The mapper uses a multi-step approach:

### 1. JSON Pointer Decoding
- Decodes RFC6901 pointers into path segments
- Handles escaping (`~0` → `~`, `~1` → `/`)
- Validates pointer format

### 2. AST Traversal
- Parses YAML using goccy/go-yaml with position metadata
- Traverses AST following pointer segments:
- **Mapping nodes**: Match child keys to segment names
- **Sequence nodes**: Use numeric indices
- Returns target node, parent, and key node

### 3. Error-Kind Mapping

#### Type Errors (`"type"`)
- **Direct hit**: Highlight the value token with high confidence (0.95)
- **Fallback**: Highlight entire node with good confidence (0.9)

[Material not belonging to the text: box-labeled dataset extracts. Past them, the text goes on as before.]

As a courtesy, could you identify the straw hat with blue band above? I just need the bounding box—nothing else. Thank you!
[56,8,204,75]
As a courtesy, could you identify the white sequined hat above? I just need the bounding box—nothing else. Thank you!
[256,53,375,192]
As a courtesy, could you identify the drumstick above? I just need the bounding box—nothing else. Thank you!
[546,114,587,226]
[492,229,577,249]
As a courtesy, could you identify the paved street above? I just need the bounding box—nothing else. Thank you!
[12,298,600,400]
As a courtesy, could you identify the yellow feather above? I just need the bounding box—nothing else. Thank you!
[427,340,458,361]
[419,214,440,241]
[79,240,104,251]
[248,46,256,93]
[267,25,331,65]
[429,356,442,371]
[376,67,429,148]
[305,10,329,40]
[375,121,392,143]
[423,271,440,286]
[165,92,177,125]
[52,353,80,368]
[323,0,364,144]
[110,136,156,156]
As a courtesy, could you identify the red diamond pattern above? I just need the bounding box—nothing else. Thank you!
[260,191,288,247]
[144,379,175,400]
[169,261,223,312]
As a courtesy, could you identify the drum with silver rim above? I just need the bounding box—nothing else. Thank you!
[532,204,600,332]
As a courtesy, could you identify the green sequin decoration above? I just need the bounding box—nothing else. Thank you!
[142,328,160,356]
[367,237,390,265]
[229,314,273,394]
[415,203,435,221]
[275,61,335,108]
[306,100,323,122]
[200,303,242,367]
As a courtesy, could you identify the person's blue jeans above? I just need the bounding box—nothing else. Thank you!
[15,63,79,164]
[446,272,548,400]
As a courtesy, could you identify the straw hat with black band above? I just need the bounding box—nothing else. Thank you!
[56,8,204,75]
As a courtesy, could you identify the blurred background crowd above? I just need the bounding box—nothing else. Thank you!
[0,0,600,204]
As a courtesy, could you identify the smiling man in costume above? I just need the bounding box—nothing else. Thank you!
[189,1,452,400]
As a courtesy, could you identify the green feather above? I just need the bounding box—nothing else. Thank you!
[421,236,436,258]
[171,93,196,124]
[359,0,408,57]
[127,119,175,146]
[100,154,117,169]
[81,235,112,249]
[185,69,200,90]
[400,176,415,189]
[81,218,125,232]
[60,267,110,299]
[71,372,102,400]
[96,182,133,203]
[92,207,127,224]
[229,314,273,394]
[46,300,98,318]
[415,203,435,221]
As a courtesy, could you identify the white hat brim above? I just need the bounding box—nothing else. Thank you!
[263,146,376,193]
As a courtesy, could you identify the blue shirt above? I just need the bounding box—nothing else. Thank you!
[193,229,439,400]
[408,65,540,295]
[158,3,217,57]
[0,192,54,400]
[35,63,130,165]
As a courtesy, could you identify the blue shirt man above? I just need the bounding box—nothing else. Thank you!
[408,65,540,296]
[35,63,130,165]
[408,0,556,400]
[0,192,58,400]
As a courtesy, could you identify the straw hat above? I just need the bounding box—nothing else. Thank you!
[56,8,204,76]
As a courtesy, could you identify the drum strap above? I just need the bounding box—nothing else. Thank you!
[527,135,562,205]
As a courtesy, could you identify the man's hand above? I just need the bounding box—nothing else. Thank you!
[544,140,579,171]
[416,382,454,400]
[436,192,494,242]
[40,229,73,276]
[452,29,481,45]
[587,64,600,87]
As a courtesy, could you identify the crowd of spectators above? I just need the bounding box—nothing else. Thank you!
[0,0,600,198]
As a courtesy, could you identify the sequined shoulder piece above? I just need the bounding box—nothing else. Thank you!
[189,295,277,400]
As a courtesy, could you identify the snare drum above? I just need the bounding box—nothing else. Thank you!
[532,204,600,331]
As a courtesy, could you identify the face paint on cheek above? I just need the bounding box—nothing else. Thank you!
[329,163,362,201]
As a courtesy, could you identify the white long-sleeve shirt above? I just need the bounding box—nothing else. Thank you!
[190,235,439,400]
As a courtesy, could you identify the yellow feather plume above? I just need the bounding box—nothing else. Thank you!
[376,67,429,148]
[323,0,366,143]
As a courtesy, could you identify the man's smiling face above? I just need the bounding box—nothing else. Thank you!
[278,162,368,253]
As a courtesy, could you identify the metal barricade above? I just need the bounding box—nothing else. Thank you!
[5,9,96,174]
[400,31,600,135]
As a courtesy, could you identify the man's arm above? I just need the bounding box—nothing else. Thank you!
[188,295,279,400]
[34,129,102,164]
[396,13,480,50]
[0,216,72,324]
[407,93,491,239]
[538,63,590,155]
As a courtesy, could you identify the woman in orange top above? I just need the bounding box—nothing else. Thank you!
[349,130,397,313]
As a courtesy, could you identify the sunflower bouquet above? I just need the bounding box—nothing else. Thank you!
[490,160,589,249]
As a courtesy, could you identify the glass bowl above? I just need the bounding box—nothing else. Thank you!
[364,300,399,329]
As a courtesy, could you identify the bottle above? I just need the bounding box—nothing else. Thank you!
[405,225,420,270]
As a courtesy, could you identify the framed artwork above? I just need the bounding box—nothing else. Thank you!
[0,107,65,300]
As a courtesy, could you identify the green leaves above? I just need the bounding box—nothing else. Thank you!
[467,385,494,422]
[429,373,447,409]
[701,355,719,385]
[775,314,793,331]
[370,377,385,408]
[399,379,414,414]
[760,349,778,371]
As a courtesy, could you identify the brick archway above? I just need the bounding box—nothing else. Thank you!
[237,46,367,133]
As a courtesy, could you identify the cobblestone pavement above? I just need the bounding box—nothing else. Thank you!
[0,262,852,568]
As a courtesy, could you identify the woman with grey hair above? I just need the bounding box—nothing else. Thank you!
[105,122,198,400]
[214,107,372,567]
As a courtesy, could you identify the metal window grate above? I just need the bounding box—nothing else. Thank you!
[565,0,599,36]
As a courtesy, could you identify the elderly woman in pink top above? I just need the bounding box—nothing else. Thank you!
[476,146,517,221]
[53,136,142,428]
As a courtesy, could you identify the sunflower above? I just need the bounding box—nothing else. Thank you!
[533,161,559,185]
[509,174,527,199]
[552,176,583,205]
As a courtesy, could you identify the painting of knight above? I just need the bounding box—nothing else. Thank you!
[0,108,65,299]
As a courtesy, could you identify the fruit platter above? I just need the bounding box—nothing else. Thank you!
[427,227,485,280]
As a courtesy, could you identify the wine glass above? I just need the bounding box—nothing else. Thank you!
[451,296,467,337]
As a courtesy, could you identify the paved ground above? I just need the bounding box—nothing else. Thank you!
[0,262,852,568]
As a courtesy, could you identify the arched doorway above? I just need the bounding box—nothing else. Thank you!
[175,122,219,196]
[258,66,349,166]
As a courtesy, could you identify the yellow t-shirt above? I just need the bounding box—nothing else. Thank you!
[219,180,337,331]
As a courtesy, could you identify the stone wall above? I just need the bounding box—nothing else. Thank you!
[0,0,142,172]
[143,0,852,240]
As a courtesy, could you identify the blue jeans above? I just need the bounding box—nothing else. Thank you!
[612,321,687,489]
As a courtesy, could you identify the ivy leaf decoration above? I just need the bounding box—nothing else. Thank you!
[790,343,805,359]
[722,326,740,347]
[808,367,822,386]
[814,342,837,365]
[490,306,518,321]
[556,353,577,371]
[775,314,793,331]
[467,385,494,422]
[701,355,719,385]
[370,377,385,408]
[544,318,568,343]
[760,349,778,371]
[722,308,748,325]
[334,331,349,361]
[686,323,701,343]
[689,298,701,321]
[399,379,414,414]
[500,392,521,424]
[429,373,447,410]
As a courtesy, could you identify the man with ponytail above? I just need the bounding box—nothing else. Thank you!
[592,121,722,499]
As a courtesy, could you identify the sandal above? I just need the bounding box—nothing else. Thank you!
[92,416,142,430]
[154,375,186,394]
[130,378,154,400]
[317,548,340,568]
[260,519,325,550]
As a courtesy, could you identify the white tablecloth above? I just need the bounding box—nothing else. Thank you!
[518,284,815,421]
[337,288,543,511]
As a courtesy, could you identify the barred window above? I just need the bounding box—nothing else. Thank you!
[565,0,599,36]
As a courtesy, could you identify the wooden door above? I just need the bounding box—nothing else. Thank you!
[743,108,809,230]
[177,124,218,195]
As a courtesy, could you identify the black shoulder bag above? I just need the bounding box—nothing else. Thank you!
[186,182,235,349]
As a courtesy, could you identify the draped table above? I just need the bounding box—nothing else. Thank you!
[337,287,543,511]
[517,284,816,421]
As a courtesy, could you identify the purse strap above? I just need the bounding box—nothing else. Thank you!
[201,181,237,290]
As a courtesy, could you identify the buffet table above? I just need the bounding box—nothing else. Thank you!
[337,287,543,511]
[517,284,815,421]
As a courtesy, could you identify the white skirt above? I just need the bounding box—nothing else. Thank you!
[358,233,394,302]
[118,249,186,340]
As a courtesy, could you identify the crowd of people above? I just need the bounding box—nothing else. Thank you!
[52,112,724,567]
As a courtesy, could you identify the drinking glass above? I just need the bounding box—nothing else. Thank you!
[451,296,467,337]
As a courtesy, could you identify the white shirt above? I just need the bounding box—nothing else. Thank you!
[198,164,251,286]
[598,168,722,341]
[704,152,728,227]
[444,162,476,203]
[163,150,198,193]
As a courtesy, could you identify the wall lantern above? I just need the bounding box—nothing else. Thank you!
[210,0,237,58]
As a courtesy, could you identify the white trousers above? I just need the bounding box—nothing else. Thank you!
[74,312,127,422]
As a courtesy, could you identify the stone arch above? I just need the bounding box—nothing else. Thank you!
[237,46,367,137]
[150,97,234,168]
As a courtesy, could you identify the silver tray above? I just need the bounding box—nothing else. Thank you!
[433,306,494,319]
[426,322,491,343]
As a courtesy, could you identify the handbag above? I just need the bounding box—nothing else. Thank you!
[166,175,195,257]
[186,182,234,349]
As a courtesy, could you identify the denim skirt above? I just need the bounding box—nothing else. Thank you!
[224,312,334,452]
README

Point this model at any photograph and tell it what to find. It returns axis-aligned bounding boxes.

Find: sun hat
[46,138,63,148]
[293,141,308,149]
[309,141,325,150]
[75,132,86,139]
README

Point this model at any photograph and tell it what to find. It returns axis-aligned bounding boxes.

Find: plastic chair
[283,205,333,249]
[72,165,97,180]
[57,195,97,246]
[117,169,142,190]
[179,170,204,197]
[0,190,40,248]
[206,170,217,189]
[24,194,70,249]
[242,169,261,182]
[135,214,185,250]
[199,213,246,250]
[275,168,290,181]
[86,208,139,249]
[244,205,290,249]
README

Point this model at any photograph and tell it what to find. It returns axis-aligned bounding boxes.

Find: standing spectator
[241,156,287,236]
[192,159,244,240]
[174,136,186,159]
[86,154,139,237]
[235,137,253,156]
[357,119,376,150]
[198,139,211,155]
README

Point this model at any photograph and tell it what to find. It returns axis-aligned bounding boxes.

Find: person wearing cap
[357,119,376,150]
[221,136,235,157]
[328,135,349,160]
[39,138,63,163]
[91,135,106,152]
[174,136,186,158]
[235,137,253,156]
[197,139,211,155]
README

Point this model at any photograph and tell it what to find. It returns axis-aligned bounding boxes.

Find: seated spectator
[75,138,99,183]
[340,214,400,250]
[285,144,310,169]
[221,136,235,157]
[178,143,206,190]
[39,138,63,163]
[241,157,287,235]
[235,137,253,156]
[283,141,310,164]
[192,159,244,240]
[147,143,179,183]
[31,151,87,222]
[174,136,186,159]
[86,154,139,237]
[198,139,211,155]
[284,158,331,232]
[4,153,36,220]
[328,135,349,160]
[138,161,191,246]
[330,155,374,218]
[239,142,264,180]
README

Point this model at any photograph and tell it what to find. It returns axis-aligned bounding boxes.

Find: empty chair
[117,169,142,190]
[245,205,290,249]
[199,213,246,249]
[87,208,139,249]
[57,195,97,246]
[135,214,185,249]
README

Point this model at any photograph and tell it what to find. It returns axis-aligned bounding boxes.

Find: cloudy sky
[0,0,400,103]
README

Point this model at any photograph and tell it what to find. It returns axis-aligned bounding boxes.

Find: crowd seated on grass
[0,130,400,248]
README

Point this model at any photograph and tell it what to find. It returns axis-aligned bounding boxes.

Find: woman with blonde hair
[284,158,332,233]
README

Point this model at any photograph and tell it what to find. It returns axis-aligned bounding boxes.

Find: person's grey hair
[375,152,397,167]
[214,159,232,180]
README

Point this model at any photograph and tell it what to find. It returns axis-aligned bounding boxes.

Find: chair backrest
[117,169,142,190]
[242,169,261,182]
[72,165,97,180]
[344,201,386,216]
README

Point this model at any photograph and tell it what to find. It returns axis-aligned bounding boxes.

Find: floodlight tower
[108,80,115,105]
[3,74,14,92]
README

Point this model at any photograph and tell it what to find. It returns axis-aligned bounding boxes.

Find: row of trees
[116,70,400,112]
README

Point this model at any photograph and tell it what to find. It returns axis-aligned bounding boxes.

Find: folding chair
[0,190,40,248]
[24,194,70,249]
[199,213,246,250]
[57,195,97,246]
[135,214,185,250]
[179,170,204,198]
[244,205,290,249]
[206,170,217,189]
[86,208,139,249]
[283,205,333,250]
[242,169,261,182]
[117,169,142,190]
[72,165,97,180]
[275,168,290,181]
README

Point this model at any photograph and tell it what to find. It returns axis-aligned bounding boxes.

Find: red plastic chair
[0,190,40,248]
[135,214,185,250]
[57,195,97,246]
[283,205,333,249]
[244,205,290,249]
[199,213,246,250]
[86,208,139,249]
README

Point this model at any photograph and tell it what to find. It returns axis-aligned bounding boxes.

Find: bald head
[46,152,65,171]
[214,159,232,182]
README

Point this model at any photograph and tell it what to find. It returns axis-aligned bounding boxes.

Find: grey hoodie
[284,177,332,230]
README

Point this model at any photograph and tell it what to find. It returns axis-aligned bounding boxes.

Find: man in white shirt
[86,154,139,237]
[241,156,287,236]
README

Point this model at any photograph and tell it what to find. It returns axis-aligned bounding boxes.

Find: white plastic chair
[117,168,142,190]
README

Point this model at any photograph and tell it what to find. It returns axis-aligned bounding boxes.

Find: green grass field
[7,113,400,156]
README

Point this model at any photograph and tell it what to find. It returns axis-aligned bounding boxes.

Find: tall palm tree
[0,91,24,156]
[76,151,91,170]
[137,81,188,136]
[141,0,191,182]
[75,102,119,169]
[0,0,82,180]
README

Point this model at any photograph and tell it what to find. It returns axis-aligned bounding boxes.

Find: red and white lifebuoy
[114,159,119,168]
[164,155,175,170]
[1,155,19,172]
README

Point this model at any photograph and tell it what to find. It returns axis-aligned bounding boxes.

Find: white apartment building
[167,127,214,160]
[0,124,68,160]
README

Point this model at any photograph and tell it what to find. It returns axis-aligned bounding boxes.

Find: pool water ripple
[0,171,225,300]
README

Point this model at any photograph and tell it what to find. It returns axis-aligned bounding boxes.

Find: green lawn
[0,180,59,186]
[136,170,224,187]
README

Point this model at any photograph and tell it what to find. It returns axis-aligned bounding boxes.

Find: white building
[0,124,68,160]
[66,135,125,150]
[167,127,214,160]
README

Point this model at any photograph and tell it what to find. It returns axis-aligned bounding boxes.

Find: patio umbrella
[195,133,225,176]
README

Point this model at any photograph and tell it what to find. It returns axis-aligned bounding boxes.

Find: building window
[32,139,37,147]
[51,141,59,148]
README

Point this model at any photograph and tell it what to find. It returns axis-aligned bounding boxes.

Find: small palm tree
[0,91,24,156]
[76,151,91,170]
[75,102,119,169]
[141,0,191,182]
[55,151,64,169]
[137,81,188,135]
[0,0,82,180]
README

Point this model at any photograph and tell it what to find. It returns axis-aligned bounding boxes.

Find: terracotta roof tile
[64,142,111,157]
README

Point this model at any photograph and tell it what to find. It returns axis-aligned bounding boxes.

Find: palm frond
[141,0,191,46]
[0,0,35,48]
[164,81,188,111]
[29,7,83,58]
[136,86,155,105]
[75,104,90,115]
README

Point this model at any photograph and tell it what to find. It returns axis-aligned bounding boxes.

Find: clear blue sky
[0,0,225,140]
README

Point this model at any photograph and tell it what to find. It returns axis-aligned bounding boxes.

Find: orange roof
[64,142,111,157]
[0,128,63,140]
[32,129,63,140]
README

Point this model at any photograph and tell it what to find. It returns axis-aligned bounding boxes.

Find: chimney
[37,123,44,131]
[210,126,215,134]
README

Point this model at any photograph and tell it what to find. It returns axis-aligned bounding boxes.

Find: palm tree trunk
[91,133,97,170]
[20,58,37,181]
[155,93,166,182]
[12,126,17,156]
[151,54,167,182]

#### Missing Required Properties (`"required"`)
- Find parent mapping that should contain the property
- Compute insertion anchor (position after last sibling)
- Confidence: 0.7-0.75 depending on context

#### Additional Properties (`"additionalProperties"`)
- Find the specific key node using `meta.Property`
- Highlight the key token (not the value)
- Confidence: 0.98 for exact key matches

#### Other Error Types
- Generic node highlighting with moderate confidence (0.8)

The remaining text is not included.